November 4
The Still Point
Sun Position
The Sun is in Scorpius at roughly -16° declination. Northern Hemisphere evenings arrive earlier each day; Southern Hemisphere skies are brightening toward summer.
Sky Highlight
The South Taurid shower is still active. This is also a good night to use Polaris as a precise north-finding tool: face the star and you are facing within one degree of true geographic north. Observers in the Southern Hemisphere have no equivalent pole star, the south celestial pole sits in an unremarkable patch of Octans.
Deep Sky Object
NGC 891, edge-on spiral galaxy in Andromeda, about 30 million light-years away. The dust lane bisecting its disk is one of the most striking in any galaxy visible to amateur telescopes, making it a textbook example of what our own Milky Way might look like from the side. Best from northern latitudes; low but possible from the Southern Hemisphere.
Featured Star
Polaris (α Ursae Minoris) is a yellow-white supergiant 433 light-years away, spectral class F7Ib, and also a Cepheid variable, pulsating gently over a four-day cycle.
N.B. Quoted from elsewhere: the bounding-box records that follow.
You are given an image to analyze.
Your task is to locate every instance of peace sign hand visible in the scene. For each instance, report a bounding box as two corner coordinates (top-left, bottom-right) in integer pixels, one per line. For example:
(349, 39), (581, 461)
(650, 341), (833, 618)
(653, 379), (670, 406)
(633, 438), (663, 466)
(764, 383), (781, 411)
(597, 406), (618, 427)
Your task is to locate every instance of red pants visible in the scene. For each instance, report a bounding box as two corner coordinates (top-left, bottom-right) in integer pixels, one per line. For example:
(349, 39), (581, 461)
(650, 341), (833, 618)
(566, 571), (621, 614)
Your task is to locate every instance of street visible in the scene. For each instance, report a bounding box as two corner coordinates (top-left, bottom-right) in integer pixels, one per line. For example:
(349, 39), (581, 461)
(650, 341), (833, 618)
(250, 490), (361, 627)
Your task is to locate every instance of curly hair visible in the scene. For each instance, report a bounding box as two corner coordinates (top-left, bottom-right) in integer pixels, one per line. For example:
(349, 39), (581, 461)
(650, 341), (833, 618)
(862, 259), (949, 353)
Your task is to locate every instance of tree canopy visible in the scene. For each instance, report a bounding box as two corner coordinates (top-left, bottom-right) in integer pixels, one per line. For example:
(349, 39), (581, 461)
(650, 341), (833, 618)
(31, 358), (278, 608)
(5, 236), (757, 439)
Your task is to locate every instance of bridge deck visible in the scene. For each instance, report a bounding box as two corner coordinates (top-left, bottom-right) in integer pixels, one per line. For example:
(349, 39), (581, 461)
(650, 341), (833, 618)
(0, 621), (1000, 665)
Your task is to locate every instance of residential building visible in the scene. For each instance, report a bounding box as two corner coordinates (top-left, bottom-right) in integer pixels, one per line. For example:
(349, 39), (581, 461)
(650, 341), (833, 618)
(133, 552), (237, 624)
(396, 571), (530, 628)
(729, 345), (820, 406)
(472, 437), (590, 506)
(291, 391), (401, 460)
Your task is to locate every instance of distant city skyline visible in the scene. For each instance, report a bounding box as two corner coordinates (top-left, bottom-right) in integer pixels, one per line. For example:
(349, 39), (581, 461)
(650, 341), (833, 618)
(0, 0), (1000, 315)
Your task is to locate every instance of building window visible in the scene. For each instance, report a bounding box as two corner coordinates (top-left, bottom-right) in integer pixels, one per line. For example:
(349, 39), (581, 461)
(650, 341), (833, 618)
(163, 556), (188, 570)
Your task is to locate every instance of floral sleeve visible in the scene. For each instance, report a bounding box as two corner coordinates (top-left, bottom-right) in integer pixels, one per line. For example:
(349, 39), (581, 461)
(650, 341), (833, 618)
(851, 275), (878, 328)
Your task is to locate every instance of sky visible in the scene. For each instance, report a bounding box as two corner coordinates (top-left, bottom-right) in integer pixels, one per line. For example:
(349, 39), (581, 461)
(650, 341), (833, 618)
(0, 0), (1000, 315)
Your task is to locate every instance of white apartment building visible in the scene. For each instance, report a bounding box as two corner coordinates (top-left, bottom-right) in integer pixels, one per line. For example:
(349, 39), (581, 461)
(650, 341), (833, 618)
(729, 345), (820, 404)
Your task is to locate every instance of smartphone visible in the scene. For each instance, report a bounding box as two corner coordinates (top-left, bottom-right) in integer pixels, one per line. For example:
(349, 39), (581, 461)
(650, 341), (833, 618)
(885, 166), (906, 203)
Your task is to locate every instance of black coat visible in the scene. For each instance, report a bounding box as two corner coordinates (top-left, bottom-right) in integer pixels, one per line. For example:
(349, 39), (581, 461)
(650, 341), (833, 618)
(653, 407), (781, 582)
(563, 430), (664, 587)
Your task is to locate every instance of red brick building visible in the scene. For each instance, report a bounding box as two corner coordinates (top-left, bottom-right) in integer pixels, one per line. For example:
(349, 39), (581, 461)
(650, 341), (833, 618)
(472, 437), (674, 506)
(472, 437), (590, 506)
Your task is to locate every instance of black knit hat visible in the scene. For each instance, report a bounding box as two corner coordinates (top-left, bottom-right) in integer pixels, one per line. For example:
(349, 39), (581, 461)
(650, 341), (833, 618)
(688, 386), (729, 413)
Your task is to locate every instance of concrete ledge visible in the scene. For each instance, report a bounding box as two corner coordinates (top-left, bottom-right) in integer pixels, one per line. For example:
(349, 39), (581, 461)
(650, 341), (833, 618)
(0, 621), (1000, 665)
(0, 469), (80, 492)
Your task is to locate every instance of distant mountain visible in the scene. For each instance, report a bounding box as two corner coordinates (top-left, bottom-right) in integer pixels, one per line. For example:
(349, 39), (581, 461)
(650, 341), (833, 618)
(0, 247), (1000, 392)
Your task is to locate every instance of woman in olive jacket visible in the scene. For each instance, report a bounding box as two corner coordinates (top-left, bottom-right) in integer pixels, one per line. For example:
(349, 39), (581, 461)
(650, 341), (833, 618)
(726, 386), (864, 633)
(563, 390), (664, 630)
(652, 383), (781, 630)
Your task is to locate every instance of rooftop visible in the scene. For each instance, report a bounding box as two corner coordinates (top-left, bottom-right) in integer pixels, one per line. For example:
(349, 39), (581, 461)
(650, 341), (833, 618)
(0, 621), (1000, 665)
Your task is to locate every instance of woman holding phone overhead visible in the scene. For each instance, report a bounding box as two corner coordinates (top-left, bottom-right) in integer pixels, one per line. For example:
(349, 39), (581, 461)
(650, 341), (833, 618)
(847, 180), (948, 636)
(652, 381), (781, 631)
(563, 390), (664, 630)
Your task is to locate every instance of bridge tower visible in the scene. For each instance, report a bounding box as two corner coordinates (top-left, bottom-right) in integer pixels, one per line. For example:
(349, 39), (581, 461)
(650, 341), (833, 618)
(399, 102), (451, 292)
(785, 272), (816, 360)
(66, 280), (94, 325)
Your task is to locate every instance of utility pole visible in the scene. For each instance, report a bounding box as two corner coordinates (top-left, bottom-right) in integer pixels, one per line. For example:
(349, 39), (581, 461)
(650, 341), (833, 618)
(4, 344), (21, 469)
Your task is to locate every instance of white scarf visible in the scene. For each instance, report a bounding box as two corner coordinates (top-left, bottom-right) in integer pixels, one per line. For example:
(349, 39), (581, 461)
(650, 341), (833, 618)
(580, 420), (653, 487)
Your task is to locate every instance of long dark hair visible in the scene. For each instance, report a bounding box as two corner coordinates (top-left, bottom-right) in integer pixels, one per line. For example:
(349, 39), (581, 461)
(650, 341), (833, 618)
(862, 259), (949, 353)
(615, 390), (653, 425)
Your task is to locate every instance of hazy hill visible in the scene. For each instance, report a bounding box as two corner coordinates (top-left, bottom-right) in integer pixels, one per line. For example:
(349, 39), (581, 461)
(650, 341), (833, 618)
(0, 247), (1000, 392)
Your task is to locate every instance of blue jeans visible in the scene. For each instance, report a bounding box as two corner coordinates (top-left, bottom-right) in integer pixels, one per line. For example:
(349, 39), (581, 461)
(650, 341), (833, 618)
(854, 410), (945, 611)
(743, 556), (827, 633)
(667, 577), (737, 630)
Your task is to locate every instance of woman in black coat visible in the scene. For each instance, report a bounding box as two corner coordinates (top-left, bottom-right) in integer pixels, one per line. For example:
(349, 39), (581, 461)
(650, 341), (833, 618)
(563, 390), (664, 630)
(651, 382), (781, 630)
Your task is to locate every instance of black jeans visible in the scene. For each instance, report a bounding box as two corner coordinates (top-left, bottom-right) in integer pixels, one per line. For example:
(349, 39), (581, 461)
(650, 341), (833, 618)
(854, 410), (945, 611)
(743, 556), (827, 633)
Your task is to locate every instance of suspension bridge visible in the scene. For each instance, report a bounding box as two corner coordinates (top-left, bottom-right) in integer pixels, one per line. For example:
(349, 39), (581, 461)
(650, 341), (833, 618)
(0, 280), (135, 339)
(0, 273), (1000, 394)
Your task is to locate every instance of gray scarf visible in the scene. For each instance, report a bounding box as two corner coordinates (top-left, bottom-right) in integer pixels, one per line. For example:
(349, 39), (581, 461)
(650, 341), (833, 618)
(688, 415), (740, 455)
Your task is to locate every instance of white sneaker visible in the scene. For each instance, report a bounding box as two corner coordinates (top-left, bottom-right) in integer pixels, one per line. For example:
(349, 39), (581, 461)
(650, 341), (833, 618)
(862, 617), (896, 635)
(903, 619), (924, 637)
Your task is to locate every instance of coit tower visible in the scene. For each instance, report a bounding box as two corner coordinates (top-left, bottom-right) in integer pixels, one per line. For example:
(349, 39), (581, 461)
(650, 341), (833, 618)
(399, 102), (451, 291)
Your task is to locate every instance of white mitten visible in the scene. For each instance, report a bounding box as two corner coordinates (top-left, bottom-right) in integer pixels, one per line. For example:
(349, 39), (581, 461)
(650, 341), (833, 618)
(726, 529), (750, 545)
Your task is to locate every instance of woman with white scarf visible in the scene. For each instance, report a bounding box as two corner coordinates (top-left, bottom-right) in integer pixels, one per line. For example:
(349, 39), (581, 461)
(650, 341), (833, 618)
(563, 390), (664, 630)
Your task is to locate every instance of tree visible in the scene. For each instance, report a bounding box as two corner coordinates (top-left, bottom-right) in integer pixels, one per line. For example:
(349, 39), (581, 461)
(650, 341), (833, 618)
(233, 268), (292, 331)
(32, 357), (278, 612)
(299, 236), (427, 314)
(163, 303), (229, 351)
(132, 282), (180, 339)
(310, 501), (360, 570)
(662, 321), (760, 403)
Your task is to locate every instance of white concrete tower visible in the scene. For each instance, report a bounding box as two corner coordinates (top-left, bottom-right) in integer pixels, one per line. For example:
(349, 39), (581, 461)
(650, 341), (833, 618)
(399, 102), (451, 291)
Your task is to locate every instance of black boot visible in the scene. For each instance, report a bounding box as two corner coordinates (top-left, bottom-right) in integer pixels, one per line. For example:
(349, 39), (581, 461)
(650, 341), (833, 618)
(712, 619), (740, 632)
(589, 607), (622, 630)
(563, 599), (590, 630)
It happens to sit within one degree of the north celestial pole right now, a coincidence of orbital precession that won't last: in roughly 12,000 years Vega will hold that position instead.
Around This Date
- November 4, 1957The U.S. Naval Observatory confirmed Sputnik 2's orbital parameters, tracking Laika's signals as the spacecraft completed its early orbits.
- November 6, 1572Tycho Brahe observed the new star in Cassiopeia now known as Tycho's Supernova, helping overturn the Aristotelian idea that the heavens were unchanging.
Polaris is not fixed. It is just our current close neighbor to the pole, slowly drifting through its small circle like everything else.